Pushing Content Out Fast with MongoDB 2.4.4
As some of you might know, Drupal is a great CMS system. But because it’s so full-featured, it’s also a bit slow. It’s not slow compared to other CMSs, but slow when used by itself for pushing content out fast.
For the video data system we’re building on Drupal, we needed an API backend that could be requested with timestamps and complicated filters. Doing this on Drupal would have caused the backend to be very slow, we’re talking about 5-20 requests per second on a single node. To overcome the speed problem, we started indexing all our content to an Apache SOLR server and served it out with a custom Node.JS application. This is fast, very fast even, running at around 800 requests / second on average on a single node.

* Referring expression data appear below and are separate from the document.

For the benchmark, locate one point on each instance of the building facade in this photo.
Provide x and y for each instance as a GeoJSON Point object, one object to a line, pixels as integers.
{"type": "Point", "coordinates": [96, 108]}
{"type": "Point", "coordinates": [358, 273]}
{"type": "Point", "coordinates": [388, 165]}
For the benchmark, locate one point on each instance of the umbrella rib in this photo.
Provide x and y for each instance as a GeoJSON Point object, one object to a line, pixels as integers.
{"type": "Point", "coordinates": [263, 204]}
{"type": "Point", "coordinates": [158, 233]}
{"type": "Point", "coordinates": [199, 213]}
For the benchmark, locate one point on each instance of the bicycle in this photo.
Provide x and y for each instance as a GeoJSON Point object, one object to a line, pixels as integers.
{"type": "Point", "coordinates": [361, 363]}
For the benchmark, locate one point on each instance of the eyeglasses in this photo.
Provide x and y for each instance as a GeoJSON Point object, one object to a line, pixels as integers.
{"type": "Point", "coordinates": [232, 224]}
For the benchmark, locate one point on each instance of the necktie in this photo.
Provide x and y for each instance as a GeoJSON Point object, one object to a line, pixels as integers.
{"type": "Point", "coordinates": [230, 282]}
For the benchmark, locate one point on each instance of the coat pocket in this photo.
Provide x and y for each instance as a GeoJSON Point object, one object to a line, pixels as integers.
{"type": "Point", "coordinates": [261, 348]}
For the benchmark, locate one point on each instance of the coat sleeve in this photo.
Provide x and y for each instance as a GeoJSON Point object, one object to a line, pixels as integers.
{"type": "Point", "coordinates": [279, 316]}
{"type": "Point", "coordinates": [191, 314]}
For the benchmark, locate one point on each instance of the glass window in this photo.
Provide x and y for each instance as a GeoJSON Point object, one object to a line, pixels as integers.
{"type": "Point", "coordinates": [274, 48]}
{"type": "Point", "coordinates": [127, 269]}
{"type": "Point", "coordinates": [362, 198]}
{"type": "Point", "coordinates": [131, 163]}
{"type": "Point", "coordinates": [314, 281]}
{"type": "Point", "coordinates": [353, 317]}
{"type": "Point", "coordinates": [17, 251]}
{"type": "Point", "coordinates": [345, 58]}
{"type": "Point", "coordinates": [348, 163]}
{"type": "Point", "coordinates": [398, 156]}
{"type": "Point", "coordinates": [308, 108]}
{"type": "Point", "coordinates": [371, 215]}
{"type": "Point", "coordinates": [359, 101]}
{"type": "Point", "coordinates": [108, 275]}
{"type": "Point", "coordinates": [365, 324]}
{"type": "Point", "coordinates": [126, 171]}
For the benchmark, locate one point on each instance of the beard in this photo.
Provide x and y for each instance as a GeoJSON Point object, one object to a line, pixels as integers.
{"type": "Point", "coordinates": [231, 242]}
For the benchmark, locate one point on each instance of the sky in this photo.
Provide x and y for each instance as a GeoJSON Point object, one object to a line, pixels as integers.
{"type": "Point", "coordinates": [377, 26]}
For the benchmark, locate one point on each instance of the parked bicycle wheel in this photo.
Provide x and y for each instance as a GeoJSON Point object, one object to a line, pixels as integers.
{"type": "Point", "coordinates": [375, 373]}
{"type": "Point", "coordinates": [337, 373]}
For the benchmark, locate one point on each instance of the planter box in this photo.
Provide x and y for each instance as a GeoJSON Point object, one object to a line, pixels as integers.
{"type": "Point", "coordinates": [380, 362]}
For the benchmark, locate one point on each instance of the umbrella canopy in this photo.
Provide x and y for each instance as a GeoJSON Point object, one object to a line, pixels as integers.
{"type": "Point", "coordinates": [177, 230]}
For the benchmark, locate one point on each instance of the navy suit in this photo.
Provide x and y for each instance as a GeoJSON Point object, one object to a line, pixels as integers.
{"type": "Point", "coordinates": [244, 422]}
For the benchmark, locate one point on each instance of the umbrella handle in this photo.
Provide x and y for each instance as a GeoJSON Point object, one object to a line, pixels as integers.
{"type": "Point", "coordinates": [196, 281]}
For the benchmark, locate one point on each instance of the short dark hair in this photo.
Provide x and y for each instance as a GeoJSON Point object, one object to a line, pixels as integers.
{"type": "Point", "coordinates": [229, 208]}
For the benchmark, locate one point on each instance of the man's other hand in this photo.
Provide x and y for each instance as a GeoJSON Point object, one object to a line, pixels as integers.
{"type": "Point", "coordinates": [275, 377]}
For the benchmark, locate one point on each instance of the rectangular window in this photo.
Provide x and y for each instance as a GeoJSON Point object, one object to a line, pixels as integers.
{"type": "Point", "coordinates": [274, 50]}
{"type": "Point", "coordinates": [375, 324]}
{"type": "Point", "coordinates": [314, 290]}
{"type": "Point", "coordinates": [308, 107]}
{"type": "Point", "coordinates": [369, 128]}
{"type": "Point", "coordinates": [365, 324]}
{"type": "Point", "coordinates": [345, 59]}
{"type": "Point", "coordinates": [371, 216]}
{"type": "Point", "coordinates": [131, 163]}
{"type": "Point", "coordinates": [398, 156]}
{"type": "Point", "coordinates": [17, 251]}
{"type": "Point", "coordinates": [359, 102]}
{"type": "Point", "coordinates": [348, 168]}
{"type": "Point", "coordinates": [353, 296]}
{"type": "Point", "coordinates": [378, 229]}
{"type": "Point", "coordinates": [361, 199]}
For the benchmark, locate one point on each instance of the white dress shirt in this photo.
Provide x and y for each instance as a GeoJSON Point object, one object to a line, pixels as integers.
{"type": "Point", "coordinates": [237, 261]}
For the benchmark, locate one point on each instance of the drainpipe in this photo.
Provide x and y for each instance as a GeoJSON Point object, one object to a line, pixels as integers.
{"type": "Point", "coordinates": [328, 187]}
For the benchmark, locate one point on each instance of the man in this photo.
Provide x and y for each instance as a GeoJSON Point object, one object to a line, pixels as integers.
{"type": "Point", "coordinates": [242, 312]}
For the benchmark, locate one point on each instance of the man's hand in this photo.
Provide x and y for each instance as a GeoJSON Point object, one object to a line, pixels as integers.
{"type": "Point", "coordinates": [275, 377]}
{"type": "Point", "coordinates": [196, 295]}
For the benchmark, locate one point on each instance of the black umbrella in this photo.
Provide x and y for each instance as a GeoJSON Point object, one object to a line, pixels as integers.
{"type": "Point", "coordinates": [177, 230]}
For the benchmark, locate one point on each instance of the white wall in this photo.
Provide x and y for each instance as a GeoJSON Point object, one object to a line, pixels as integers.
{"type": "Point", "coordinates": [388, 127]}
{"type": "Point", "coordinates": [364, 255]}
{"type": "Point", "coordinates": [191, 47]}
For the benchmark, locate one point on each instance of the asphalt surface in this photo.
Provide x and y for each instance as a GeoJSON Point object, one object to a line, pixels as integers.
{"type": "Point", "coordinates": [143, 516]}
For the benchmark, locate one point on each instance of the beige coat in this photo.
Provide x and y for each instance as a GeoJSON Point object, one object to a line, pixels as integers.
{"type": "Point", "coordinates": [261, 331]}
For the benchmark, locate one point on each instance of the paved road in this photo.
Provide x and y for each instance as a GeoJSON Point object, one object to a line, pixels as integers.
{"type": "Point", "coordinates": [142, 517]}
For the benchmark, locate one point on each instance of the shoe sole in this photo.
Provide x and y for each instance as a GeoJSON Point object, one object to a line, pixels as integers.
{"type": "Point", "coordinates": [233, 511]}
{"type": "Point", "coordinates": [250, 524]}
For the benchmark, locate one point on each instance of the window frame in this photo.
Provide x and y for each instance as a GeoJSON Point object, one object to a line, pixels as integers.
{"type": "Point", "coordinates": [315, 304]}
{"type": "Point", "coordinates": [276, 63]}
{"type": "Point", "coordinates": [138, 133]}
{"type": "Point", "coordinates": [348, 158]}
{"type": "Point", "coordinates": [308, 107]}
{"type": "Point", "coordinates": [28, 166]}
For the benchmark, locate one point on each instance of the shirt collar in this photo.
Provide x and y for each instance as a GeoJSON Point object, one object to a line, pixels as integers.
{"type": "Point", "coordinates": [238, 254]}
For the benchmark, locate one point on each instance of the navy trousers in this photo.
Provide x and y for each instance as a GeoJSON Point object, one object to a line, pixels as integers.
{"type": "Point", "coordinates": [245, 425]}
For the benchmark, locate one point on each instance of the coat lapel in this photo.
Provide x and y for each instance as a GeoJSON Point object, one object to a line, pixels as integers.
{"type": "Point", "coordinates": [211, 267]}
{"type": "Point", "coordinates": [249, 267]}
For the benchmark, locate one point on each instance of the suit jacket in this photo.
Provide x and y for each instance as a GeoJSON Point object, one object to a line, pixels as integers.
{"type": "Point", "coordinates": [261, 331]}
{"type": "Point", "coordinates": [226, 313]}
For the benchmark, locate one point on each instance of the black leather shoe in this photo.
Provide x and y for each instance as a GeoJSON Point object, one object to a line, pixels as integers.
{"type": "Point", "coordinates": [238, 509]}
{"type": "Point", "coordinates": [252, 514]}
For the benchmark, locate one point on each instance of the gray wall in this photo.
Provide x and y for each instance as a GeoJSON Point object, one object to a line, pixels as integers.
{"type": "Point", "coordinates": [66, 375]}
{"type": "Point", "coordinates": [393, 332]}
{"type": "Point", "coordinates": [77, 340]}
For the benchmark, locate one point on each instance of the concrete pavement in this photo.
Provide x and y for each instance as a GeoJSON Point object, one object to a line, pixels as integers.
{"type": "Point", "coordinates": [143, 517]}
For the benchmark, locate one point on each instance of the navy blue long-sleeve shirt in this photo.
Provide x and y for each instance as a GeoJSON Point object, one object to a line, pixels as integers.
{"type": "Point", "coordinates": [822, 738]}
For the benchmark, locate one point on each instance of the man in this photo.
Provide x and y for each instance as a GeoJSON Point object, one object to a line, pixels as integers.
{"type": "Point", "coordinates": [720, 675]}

The only drawback with Apache SOLR is that it’s very slow in updating its index. That wasn’t a problem until we had the request of adding a popularity sort order to the API. Obviously the popularity of the videos changes constantly. The customer was fine with a lag of 10-30 minutes, but with us updating all the 200 000+ items in the index, that couldn’t be reached, not even close. We looked at a lot of different options, including SOLR’s new join, partial index update and everything that could be found. None of these provided a solution.
Eventually we came to the conclusion that we needed another storage system to handle the content. MongoDB was already familiar to us, and used in some other role in the same system, so we started with Mongo 2.3.x and went from there. What we basically decided to do was to index everything to both SOLR and MongoDB and then use the SOLR index only for the full-text searches. Using Mongo’s new full-text search came to mind but with the language being Finnish and a lot of complicated extra steps being done in the indexing phase, we decided to let SOLR do what it does best. The full-text search was a minor and a separate feature anyway. MongoDB could easily handle all the other filters and some more, while allowing us to partially update the index very fast whenever we felt like it. And that was the plan we executed.
At first the results were promising, MongoDB was pushing numbers around 500 requests per second on our test bench. Then we had to add the ‘total number of hits’ that SOLR gives out on every request. In MongoDB that meant running the optimized count query in addition to the actual query. Suddenly the performance was gone, we were down to 10-20 requests per second. We did a lot of optimizing of the index and research on how to do count fast in MongoDB, but couldn’t get any faster than 40 r/s.
It was clear we needed a workaround. After every MongoDB query, we ran the same query on SOLR to get the count. And we were back in numbers, around 280 requests per second. This was sufficient, but horribly ugly, as hacks sometimes are. Also, the indexing in MongoDB and SOLR happens in a bit different pace, so the numbers didn’t necessarily match. We decided we have to live with that.
But then came the MongoDB 2.4.4. They said they fixed the count. ‘At certain cases you could see a significant gain in performance’. Would we be that certain case? So, carefully we installed the new MongoDB on our test bench. And lo and behold, the speed was increased from 40 requests to 480 requests per second instantly.
Finally we installed the fresh MongoDB to production and removed the ugly workaround. Now the system has been very stable in sending out content at incredible speeds, but still being able to change the popularity sort order every 10 minutes.
Lesson of the story? Always choose the right tool for the job and don’t get depressed if the tool doesn’t work right at first. It just might get fixed in the next update (And do submit a ticket if there isn’t one!).